The Moon blocked part of the sun July 1 in a partial solar eclipse caught on camera by a European satellite but largely invisible to everyone on Earth.

The solar eclipse peaked at about 4:40 a.m. EDT, but it was only visible from an extremely remote — and uninhabited — patch of the southern Atlantic Ocean just off the coast of Antarctica, south of Africa. NASA classified the stealthy eclipse as the “eclipse that nobody sees,” but the European Space Agency’s Proba-2 satellite orbiting Earth managed to observe the event using a telescope called Swap.

The Proba-2 photos show the sun with a small, dark bite missing at the point where the Moon blocked the star’s light.
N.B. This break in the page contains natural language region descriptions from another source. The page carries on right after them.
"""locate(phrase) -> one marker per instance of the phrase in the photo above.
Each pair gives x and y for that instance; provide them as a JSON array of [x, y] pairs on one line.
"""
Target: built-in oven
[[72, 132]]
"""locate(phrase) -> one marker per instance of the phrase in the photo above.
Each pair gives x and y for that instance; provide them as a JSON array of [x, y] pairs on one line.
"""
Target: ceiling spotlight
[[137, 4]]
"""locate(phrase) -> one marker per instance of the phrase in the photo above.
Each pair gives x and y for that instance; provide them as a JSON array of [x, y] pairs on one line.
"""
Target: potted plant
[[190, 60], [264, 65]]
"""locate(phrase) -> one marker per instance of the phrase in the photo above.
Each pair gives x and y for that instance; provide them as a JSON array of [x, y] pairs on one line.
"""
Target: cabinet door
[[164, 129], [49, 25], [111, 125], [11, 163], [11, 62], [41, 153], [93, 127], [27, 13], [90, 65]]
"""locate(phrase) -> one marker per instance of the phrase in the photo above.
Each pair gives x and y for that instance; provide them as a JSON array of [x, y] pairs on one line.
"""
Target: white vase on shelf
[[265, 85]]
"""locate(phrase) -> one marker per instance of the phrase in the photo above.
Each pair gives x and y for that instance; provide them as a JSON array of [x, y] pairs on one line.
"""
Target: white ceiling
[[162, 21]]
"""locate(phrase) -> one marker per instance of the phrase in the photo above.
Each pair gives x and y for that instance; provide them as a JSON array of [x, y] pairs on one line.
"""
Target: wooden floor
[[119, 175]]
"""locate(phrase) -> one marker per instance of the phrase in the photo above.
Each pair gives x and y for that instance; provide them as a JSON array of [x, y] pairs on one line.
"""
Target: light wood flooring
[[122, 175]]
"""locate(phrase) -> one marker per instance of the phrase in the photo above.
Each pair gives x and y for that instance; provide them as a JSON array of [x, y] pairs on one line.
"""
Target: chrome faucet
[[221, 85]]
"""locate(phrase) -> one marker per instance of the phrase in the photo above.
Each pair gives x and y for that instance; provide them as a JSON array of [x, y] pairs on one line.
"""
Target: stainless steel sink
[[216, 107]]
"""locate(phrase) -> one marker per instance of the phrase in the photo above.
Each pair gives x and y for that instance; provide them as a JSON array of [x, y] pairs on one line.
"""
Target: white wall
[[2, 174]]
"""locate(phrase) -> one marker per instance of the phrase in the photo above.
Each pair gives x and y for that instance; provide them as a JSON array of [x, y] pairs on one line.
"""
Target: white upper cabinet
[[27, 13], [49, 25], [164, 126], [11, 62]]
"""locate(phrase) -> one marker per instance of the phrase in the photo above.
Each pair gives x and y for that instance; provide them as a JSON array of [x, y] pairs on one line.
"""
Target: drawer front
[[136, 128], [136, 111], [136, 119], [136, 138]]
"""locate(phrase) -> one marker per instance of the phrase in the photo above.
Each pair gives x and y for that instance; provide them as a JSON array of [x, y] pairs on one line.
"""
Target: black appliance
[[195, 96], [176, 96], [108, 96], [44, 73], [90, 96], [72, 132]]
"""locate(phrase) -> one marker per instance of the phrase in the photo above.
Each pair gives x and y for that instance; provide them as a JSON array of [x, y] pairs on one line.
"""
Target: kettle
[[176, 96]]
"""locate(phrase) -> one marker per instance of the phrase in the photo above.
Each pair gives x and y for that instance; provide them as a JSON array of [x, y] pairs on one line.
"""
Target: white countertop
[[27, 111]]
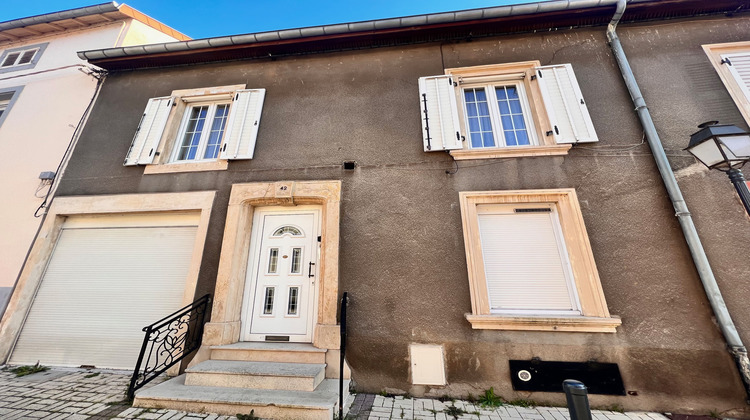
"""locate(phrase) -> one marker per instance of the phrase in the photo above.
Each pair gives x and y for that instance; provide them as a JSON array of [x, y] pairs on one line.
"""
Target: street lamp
[[724, 147]]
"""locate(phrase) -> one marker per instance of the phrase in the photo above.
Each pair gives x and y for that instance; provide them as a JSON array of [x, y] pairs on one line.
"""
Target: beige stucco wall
[[41, 122]]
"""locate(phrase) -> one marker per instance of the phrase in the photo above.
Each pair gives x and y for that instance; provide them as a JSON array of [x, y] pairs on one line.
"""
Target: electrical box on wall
[[537, 375]]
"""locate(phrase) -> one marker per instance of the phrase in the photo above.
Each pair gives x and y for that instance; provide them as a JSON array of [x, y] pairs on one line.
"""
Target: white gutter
[[734, 343]]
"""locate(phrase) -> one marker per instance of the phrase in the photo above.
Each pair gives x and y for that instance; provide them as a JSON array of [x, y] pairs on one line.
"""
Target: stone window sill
[[544, 323], [169, 168], [511, 152]]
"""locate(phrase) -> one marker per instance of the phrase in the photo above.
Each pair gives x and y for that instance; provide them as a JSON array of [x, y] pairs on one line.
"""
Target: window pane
[[293, 298], [287, 229], [217, 131], [478, 117], [10, 59], [268, 301], [296, 260], [27, 56], [511, 116], [193, 132], [273, 260]]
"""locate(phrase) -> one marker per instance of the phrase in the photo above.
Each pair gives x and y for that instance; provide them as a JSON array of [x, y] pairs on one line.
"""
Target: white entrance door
[[282, 277]]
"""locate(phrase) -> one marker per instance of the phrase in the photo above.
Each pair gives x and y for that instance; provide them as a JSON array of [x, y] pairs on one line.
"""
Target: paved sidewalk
[[79, 394], [376, 407]]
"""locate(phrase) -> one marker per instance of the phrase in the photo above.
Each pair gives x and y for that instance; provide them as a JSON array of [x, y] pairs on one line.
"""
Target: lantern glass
[[736, 148]]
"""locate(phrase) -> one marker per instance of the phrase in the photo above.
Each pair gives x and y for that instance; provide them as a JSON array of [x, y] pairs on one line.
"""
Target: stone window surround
[[595, 318], [64, 207], [225, 324]]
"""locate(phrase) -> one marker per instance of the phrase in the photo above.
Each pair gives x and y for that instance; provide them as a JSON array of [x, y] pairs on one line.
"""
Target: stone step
[[269, 352], [256, 375], [173, 394]]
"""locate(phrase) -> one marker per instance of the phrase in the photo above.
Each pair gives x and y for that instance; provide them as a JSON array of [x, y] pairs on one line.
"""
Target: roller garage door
[[107, 278]]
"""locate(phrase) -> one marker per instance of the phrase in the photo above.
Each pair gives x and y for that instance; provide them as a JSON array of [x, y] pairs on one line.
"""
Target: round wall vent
[[524, 375]]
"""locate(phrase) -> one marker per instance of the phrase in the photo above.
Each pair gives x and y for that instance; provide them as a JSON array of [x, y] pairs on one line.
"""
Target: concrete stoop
[[274, 380]]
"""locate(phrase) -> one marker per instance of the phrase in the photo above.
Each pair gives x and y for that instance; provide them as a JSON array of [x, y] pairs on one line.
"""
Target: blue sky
[[209, 18]]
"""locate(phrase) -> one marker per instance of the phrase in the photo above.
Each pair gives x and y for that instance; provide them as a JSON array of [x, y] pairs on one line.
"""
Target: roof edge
[[347, 28], [110, 7], [65, 14]]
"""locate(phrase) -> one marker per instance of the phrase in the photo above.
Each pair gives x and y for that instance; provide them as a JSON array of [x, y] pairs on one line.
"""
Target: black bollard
[[578, 399]]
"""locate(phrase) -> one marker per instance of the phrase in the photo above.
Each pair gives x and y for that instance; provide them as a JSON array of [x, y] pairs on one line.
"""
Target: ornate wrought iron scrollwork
[[168, 341]]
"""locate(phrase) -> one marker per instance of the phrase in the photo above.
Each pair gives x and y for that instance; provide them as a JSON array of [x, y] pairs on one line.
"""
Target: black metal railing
[[344, 302], [168, 341]]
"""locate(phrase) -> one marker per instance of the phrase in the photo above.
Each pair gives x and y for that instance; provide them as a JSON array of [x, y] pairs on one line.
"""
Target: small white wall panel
[[101, 287], [523, 263], [427, 364]]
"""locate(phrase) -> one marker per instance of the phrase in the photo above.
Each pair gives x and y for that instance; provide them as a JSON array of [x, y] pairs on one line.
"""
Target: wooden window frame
[[25, 66], [595, 316], [714, 53], [538, 123], [171, 138]]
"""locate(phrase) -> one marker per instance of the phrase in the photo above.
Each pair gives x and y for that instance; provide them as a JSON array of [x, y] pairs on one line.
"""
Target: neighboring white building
[[45, 92]]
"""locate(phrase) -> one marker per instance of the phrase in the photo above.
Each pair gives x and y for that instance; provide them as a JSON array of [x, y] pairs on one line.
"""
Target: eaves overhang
[[18, 30], [459, 25]]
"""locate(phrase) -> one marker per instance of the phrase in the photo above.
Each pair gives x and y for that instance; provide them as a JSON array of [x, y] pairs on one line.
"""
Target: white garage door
[[108, 277]]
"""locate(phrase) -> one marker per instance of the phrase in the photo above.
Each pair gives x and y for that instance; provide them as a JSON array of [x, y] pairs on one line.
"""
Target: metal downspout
[[734, 342]]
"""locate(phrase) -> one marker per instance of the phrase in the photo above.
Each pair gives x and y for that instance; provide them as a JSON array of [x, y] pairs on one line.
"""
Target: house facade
[[43, 80], [477, 181]]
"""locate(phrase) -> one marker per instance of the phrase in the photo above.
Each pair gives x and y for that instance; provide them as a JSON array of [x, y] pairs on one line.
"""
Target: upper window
[[202, 132], [506, 110], [530, 263], [21, 58], [197, 129], [8, 97], [732, 62]]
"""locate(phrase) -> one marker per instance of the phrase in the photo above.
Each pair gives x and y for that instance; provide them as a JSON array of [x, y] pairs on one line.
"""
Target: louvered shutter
[[739, 67], [440, 127], [569, 117], [525, 263], [149, 132], [242, 127]]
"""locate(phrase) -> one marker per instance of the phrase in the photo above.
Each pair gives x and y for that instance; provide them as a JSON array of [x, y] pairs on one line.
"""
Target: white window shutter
[[149, 132], [525, 261], [739, 68], [440, 127], [242, 126], [569, 117]]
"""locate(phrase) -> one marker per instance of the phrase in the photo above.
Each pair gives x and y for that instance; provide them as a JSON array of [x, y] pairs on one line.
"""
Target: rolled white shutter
[[569, 117], [101, 287], [525, 260], [440, 126], [150, 130], [739, 68], [242, 127]]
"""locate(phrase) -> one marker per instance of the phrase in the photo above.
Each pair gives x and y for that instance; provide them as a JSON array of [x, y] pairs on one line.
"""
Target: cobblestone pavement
[[376, 407], [79, 394]]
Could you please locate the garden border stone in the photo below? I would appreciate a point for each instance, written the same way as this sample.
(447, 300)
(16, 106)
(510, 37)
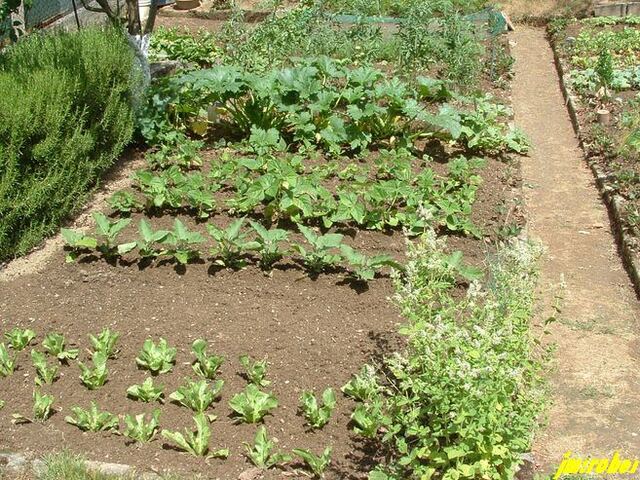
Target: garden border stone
(612, 200)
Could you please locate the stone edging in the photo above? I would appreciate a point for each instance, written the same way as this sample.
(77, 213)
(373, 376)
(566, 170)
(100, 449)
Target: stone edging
(612, 200)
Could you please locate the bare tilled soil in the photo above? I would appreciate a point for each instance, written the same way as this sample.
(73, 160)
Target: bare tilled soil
(315, 334)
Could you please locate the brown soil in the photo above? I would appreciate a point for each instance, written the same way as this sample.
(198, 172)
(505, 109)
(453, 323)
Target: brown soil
(596, 383)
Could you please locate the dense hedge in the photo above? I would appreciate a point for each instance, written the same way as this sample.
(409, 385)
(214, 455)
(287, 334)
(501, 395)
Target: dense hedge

The solar eclipse lasted about 90 minutes, with the Moon blocking only about 9.7 percent of the sun’s surface at the event’s peak.

Proba-2’s Swap telescope snapped views of the eclipse in the extreme-ultraviolet range of the light spectrum and managed to perform multiple observation passes as it orbited the Earth, mission scientists said.

“SWAP observes the solar eclipse in two subsequent orbits of Proba-2,” scientists wrote on the satellite mission’s website.

ESA’s Proba-2 satellite has a dual mission to study the sun and test new spacecraft technologies. It carries two sun-watching instruments, two space weather monitors and 17 technology demonstration experiments.

Solar eclipses occur when the Moon is in its new phase and at a point in its orbit that is between the Earth and the sun. When the Moon aligns perfectly with the sun, as viewed from Earth, a total solar eclipse occurs, while at other times the sun is only partly obscured.

The July 1 partial solar eclipse marked the third in a rare series of sun and Moon eclipses within a one-month period and also kicked off a new cycle of eclipse events, which astronomers call Saros cycle 156.

The event followed a spectacular June 1 partial solar eclipse, which was visible over the northern polar regions of Europe and Asia, as well as the total lunar eclipse of June 15 that was observed by skywatchers across the eastern hemisphere.

The next eclipse of 2011 will also be a partial solar eclipse and will occur Nov. 25. That event will be visible from southern South Africa, Antarctica and New Zealand.

A Dec. 10 total lunar eclipse, which should be visible from eastern Asia, Australia and northwestern North America, will round out the 2011 sun and Moon eclipse events.